The new Premier League season hasn’t started yet but already it seems as though the knives are out for Sam Allardyce.
A poor pre-season, that included embarrassing defeats to Wellington Pheonix and Sydney FC on the other side of the world, has added fuel to the fire of those who want to see the former Bolton Wanderers and Blackburn boss sent packing back up the M6. In many ways Allardyce’s association with the Hammers has always been a marriage of convince. The club turned to him, the antithesis of the passing game West Ham have long been associated with, at their darkest hour.
Until this point the marriage has lasted because results on the pitch persuaded the pragmatic majority of West Ham’s fans to accept the end justified the means. However, with results on the field failing to live up to the benchmark set in the 2012-13 season, it was clear the voices of dissent were growing louder
Crucially they were not just coming not just from the section of the support who had always been anti-Sam, but also from those who’d been, in the past, prepared to give Sam the benefit of the doubt. The media were convinced Allardyce was on borrowed time and it was widely expected he would lose his job at the end of the season.

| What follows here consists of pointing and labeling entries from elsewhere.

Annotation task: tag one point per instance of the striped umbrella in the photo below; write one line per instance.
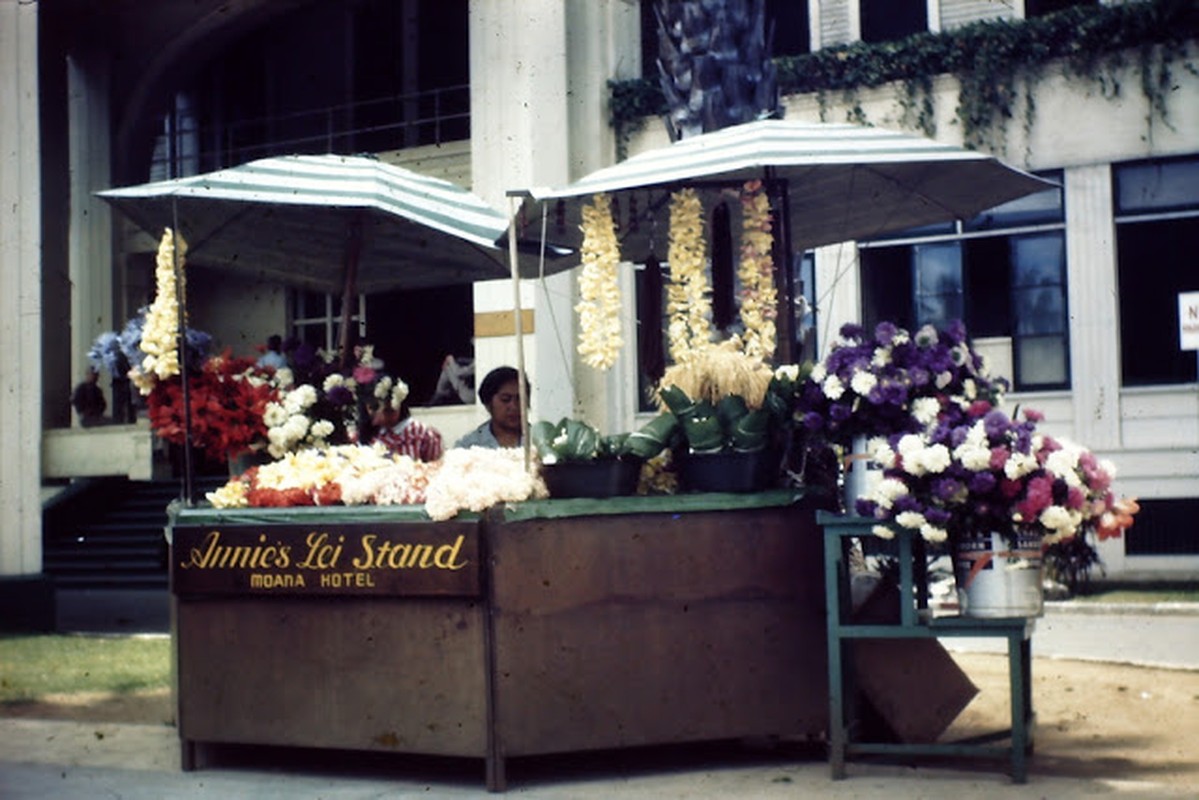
(329, 223)
(829, 182)
(833, 182)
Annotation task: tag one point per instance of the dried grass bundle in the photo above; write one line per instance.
(719, 371)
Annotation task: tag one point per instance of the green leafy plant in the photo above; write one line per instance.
(992, 60)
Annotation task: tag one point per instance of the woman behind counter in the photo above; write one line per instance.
(500, 395)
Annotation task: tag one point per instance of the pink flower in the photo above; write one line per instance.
(1076, 498)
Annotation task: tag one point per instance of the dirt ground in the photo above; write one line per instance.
(1094, 720)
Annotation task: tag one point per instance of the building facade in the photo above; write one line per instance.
(500, 96)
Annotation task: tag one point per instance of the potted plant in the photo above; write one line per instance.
(725, 419)
(578, 461)
(996, 493)
(889, 383)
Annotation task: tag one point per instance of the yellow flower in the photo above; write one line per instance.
(160, 332)
(688, 301)
(598, 308)
(757, 272)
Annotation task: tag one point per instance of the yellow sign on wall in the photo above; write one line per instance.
(390, 559)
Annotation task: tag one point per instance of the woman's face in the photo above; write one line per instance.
(505, 407)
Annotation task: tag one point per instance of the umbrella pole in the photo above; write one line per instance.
(181, 348)
(349, 290)
(522, 383)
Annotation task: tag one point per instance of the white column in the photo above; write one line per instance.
(20, 318)
(838, 292)
(1094, 317)
(90, 226)
(538, 72)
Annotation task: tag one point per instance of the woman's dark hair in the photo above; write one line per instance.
(494, 379)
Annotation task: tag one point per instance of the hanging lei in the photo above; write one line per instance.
(688, 296)
(160, 334)
(600, 332)
(757, 272)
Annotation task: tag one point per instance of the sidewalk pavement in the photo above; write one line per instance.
(83, 761)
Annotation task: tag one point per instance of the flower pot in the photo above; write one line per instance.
(239, 464)
(728, 471)
(859, 474)
(996, 577)
(591, 479)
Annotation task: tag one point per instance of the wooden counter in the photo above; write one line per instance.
(552, 626)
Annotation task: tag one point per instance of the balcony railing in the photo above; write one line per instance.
(190, 145)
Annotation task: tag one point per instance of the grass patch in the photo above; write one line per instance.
(35, 666)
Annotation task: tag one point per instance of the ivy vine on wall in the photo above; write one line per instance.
(992, 61)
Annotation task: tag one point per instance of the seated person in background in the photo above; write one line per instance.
(273, 356)
(397, 431)
(89, 400)
(500, 395)
(456, 384)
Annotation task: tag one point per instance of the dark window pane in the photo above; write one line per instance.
(886, 287)
(791, 30)
(889, 19)
(1043, 208)
(1156, 262)
(1041, 362)
(988, 290)
(1157, 186)
(805, 343)
(1038, 260)
(938, 283)
(1040, 311)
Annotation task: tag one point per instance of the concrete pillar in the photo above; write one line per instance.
(20, 384)
(1092, 290)
(90, 224)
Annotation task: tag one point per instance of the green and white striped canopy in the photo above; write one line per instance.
(841, 182)
(289, 220)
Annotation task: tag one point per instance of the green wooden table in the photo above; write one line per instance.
(915, 621)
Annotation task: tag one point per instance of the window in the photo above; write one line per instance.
(890, 19)
(317, 318)
(1002, 274)
(788, 17)
(652, 343)
(1157, 234)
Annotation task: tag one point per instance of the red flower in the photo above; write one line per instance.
(227, 401)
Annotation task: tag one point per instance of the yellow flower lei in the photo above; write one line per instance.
(160, 332)
(600, 331)
(688, 302)
(757, 272)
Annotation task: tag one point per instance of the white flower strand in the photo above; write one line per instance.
(600, 331)
(759, 298)
(160, 332)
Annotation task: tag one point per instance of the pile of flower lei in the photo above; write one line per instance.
(227, 397)
(893, 383)
(160, 331)
(688, 296)
(465, 480)
(759, 298)
(318, 405)
(598, 308)
(990, 473)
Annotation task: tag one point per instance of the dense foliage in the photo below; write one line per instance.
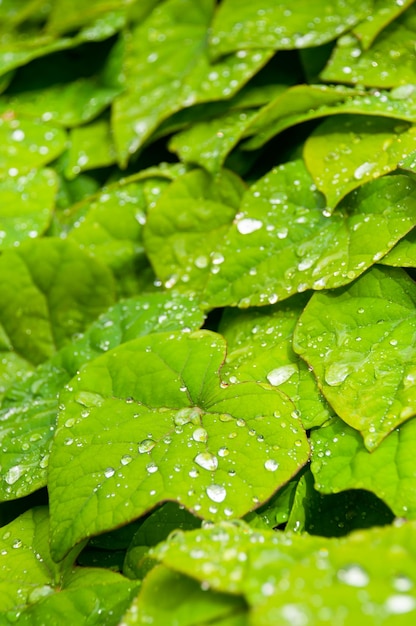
(207, 312)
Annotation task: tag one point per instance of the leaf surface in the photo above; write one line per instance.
(359, 342)
(149, 422)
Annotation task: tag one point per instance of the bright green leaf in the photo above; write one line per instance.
(90, 147)
(26, 205)
(359, 342)
(170, 599)
(284, 241)
(388, 63)
(35, 590)
(260, 348)
(281, 25)
(27, 144)
(177, 435)
(167, 67)
(29, 408)
(341, 461)
(346, 151)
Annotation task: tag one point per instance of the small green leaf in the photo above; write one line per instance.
(346, 151)
(26, 205)
(388, 63)
(260, 348)
(29, 408)
(90, 147)
(35, 590)
(68, 105)
(167, 67)
(27, 144)
(359, 343)
(279, 25)
(149, 422)
(169, 598)
(50, 290)
(341, 461)
(284, 241)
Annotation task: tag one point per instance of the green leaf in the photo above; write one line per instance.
(178, 435)
(167, 68)
(29, 408)
(68, 105)
(170, 598)
(260, 348)
(284, 241)
(308, 102)
(27, 144)
(208, 143)
(26, 205)
(383, 14)
(90, 147)
(286, 577)
(50, 290)
(388, 63)
(36, 590)
(280, 26)
(184, 228)
(341, 461)
(346, 151)
(358, 341)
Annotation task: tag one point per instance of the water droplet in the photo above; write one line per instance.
(353, 575)
(280, 375)
(271, 465)
(207, 460)
(146, 445)
(216, 493)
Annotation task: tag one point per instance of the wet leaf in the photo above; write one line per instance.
(359, 343)
(169, 598)
(284, 241)
(176, 428)
(341, 461)
(260, 349)
(346, 151)
(90, 147)
(388, 62)
(29, 408)
(34, 589)
(27, 144)
(167, 67)
(26, 205)
(286, 577)
(280, 25)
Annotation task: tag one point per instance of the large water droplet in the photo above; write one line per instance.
(216, 493)
(207, 460)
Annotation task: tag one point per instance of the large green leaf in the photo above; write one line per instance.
(169, 598)
(359, 342)
(260, 348)
(388, 63)
(285, 241)
(68, 105)
(298, 579)
(341, 461)
(50, 290)
(167, 68)
(26, 144)
(346, 151)
(279, 25)
(29, 408)
(308, 102)
(150, 422)
(35, 590)
(26, 205)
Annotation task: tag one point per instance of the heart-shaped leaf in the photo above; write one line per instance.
(150, 422)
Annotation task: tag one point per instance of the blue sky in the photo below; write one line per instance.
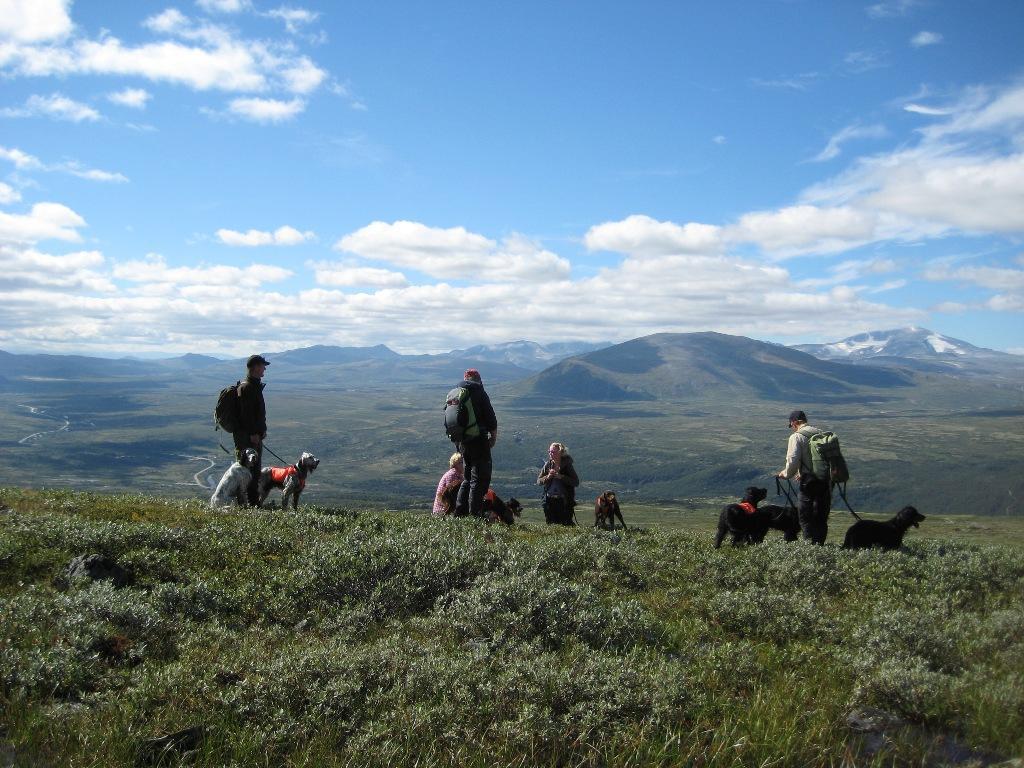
(225, 175)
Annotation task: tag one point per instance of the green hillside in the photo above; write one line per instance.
(341, 637)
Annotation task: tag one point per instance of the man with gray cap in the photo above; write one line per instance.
(252, 420)
(815, 494)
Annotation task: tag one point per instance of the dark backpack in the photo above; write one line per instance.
(227, 413)
(826, 458)
(460, 417)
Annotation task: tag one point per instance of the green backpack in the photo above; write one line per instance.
(826, 458)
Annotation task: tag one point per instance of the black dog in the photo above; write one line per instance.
(741, 519)
(888, 535)
(495, 510)
(606, 510)
(774, 517)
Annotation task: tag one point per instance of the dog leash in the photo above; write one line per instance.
(265, 448)
(842, 495)
(780, 491)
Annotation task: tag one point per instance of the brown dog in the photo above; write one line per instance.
(606, 510)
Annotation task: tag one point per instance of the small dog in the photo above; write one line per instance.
(888, 535)
(495, 510)
(233, 486)
(606, 510)
(290, 479)
(741, 519)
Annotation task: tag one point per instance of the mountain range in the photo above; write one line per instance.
(672, 366)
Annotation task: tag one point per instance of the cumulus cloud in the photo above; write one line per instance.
(27, 268)
(347, 274)
(23, 161)
(639, 235)
(35, 20)
(201, 55)
(223, 6)
(55, 105)
(44, 221)
(283, 236)
(265, 110)
(454, 253)
(154, 271)
(924, 38)
(8, 194)
(134, 98)
(294, 18)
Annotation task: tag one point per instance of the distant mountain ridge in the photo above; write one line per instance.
(697, 365)
(916, 348)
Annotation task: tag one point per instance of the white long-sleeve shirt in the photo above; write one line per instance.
(798, 452)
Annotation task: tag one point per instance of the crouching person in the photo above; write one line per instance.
(560, 481)
(233, 486)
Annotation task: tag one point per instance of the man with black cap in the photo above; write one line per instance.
(252, 419)
(815, 494)
(476, 450)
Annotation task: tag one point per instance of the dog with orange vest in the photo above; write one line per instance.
(291, 480)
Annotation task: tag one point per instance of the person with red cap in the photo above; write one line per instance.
(475, 449)
(252, 420)
(815, 495)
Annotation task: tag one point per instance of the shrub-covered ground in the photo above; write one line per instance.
(334, 637)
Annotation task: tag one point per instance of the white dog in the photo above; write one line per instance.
(291, 480)
(233, 486)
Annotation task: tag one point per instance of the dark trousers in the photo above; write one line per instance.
(242, 441)
(815, 504)
(557, 511)
(476, 456)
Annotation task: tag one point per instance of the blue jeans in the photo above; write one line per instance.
(476, 455)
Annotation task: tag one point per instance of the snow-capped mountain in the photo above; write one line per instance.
(914, 347)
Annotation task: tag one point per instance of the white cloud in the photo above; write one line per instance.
(345, 274)
(834, 147)
(454, 253)
(978, 196)
(93, 174)
(805, 228)
(155, 271)
(55, 105)
(928, 111)
(642, 236)
(134, 98)
(294, 18)
(23, 161)
(8, 194)
(34, 20)
(44, 221)
(223, 6)
(924, 38)
(265, 110)
(206, 57)
(26, 268)
(890, 8)
(283, 236)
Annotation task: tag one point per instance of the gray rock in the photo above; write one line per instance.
(96, 567)
(871, 720)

But after being humiliatingly summoned to ‘crunch talks’ with David Sullivan and David Gold at the end of the last campaign it was announced that the manager would be allowed to keep his job after promising more entertaining football. So why did the board stand by their Sam?
I think the best way of explaining the board’s loyalty is to look at the situation from a workplace point of view. Say you’d been given by your manager at your appraisal three objectives to achieve and you achieved them.
How outraged would you be if your manager turned round to you and said: ‘yep, you reached you sales targets, you introduced the new system we asked you to but we’re going to let you go because the way you reached those targets were rather mundane, and the system you introduced, well it was just simply functional wasn’t it, nothing we can get excited about?’
You’d probably be furious and you may well take your company to an industrial tribunal and probably win a case of unfair dismissal. Indeed, could you fire someone for achieving the objectives you gave them? However, you certainly could express your disapproval in some of the methods used to achieve those objectives, and there would be nothing to stop you introducing new objectives.
The owners have done this with Allardyce. It remains to be seen whether Big Sam can secure a top 10 finish this season, and whether he can do it in a style that is far easier on the eye. But his record at West Ham means he deserved a chance to.